Perpaduan yang apik ini dalam tradisi nyadran di Desa Mlorah tentu membutuhkan waktu lama untuk merealisasikan. Tidak seperti membalikkan telapak tangan. Dibutuhkan kesepahaman dari para pemangku adat dan tokoh agama dalam menemukan titik kompromi demi kebaikan bersama.
Tradisi nyadran yang sudah turun temurun di Desa Mlorah merupakan warisan leluhur yang harus tetap dilestarikan. Berbagai nilai positif tentu akan bisa dipetik dari tradisi ini. Mulai dari menjalin silaturahim, nilai sedekah kepada sesama dan gotong royong akan dengan mudah ditemukan dalam nyadran.

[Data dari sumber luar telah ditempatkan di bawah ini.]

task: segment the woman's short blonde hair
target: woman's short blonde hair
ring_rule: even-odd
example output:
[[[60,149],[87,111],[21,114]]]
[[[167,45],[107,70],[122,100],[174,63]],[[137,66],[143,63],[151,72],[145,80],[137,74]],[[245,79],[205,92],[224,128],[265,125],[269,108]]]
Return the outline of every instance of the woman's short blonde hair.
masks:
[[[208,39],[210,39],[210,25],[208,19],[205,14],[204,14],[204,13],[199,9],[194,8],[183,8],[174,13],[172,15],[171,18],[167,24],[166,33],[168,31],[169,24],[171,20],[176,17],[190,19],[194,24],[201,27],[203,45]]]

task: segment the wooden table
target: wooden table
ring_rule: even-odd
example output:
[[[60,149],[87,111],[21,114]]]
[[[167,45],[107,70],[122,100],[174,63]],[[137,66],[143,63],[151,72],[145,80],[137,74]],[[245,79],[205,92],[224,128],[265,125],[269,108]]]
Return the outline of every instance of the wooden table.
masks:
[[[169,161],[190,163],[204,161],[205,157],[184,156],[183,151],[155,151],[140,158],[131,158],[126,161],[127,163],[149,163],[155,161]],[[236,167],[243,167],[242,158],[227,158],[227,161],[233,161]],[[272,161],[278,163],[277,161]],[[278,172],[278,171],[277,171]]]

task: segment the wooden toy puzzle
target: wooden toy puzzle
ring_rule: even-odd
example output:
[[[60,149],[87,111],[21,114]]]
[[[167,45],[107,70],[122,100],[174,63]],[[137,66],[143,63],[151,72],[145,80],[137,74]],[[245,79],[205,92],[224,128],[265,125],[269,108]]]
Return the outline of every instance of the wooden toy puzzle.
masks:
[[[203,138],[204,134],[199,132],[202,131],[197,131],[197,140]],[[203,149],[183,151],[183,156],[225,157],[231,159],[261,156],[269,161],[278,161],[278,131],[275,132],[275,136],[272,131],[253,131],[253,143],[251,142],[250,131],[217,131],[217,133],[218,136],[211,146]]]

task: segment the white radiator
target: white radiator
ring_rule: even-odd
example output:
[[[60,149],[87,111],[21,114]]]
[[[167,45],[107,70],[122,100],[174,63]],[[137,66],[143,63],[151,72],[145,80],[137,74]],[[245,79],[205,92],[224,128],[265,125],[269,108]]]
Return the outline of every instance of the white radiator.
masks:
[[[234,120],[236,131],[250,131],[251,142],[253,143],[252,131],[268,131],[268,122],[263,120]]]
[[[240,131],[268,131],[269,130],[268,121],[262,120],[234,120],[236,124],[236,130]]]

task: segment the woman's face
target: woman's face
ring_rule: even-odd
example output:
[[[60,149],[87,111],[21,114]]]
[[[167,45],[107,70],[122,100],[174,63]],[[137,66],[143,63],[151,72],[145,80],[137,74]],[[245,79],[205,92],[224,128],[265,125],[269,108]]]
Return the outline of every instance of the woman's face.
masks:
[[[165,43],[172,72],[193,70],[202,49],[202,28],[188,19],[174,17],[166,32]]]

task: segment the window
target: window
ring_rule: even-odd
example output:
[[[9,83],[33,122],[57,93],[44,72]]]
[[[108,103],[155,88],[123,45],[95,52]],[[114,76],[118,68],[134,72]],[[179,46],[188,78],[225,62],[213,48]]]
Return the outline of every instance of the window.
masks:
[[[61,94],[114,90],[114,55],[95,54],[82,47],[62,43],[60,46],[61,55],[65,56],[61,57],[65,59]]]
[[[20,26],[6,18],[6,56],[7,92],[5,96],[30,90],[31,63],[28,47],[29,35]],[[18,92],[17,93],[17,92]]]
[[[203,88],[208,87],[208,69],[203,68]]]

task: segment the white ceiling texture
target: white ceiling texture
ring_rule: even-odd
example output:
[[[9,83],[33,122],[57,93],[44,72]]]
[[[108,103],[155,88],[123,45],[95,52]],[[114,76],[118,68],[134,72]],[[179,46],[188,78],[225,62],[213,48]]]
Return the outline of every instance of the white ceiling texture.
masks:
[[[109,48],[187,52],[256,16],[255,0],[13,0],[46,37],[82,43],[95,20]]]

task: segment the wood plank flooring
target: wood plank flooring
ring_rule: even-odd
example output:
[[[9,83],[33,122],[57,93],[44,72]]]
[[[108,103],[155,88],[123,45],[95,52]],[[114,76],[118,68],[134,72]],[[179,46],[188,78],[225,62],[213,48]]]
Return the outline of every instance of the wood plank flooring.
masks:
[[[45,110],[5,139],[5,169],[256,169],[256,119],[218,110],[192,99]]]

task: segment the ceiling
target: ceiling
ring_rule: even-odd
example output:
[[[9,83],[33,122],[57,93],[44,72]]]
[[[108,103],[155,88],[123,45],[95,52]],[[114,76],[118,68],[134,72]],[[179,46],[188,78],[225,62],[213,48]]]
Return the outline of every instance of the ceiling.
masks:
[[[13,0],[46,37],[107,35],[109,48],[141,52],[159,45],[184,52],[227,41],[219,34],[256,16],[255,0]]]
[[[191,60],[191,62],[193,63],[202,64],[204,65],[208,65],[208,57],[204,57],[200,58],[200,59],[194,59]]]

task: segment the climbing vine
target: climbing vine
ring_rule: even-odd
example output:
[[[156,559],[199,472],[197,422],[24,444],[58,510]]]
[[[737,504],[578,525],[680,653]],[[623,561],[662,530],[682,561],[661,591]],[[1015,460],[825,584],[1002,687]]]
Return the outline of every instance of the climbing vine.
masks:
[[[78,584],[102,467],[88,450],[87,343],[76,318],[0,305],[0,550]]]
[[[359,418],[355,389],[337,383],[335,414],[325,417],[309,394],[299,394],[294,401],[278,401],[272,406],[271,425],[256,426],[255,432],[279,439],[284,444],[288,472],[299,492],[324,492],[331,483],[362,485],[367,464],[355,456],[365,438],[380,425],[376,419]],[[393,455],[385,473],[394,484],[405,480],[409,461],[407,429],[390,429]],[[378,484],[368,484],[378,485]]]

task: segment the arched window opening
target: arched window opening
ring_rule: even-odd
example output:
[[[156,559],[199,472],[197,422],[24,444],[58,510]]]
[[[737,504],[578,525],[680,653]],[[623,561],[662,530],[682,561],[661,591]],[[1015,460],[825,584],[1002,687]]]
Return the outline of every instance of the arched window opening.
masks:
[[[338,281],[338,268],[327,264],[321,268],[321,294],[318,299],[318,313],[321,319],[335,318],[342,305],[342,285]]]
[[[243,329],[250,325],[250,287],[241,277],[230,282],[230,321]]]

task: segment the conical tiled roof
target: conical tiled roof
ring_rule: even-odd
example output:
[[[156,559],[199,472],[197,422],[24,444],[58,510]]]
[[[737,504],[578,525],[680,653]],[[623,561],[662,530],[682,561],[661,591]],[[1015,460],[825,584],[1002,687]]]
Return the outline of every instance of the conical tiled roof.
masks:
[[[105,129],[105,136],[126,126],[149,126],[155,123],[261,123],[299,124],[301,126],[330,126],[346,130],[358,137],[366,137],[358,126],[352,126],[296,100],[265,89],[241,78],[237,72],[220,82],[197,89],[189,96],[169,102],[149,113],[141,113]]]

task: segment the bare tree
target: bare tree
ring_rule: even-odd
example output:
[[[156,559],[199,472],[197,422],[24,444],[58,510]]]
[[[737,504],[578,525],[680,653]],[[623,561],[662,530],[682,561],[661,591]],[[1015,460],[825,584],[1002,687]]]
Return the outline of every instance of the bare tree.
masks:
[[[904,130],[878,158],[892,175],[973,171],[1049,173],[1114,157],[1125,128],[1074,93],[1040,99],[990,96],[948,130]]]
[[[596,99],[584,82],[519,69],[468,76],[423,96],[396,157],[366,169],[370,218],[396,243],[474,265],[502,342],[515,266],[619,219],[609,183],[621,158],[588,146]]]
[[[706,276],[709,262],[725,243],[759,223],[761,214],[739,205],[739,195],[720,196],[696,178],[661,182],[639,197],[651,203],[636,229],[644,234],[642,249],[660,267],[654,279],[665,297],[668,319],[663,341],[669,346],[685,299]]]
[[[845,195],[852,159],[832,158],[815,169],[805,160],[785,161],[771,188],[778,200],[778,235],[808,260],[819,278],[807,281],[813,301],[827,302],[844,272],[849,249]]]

Hal yang paling penting untuk digarisbawahi adalah adanya upaya untuk terus menjaga sejarah desa. Histori ini penting untuk tidak dibelokkan oleh oknum-oknum yang sekedar mencari untung dari pemutarbalikkan sejarah itu sendiri. Ini harus terus dilakukan bagi warga Desa Mlorah yang mayoritas masih agraris. Meski gempuran industrialiasasi yang mengarah kepada individualistik makin mengancam.